Stuffed Cabbage
Comfort food like these neat little packets of rice feel like Thanksgiving all over again. This recipe is time-consuming, so plan on making it a day ahead, or on a leisurely day in the kitchen. They freeze well.
INGREDIENTS | SERVES 6
- 1 head green cabbage (about 1½ pounds), stem core cut out
- 2 tablespoons olive oil
- 1 large onion, roughly chopped
- 1 bunch of scallions, chopped
- 1 bunch of basil, leaves picked, washed well, and cut into julienne
- ½ cup chopped Italian parsley
- 1 teaspoon oregano
- ½ teaspoon thyme
- Kosher salt and freshly ground black pepper
- 1 cup of cooked barley, spelt, brown rice or other whole grain
- ¼ cup puréed silken tofu
- ¼ cup vegetable stock
- 2 cups tomato sauce
Bring a large stockpot of water to a boil; submerge the cabbage in it for about 5 minutes. Peel off the first few softened leaves, then put the cabbage back in to soften some more. Repeat this process until you have 12 softened leaves; cut the thick vein from their stem ends. Finely shred the remaining cabbage.

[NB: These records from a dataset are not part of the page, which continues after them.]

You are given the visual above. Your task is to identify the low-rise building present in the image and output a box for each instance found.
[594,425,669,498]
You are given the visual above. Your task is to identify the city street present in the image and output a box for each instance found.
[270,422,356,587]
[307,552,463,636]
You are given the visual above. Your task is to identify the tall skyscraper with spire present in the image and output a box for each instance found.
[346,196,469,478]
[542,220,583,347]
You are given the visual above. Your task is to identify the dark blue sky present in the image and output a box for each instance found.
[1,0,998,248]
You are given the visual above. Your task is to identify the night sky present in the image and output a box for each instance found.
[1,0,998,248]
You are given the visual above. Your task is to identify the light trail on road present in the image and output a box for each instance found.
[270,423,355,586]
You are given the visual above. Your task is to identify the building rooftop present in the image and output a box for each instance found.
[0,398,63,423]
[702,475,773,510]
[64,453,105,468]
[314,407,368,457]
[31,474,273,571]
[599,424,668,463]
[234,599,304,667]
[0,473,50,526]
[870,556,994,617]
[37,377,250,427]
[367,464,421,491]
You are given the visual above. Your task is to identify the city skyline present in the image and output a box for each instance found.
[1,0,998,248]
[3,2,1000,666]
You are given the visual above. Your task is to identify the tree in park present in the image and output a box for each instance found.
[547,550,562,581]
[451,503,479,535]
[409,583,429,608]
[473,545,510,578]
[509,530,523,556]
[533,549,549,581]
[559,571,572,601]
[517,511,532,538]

Heat the olive oil in a large skillet over high heat for 1 minute; add the chopped cabbage, onions, scallions, basil, parsley, oregano, and thyme. Season thoroughly with salt and pepper. Cover and cook until vegetables are tender, about 15 minutes, stirring occasionally; drain. Combine with cooked barley and puréed tofu. Taste for seasoning, adding more salt if necessary — it should be highly seasoned.
Place the softened cabbage leaves on a work surface, with the stem end closest to you. Distribute the filling onto the leaves, placing it closest to the stem end. Fold the sides in to envelop the filling, then roll away from yourself, providing even tension to keep the rolls plump. Place the rolls in a baking dish; add the vegetable stock. Bake 30 minutes at 350 degrees. Make small pools of tomato sauce on 6 plates, and serve 2 rolls atop the sauce for each portion.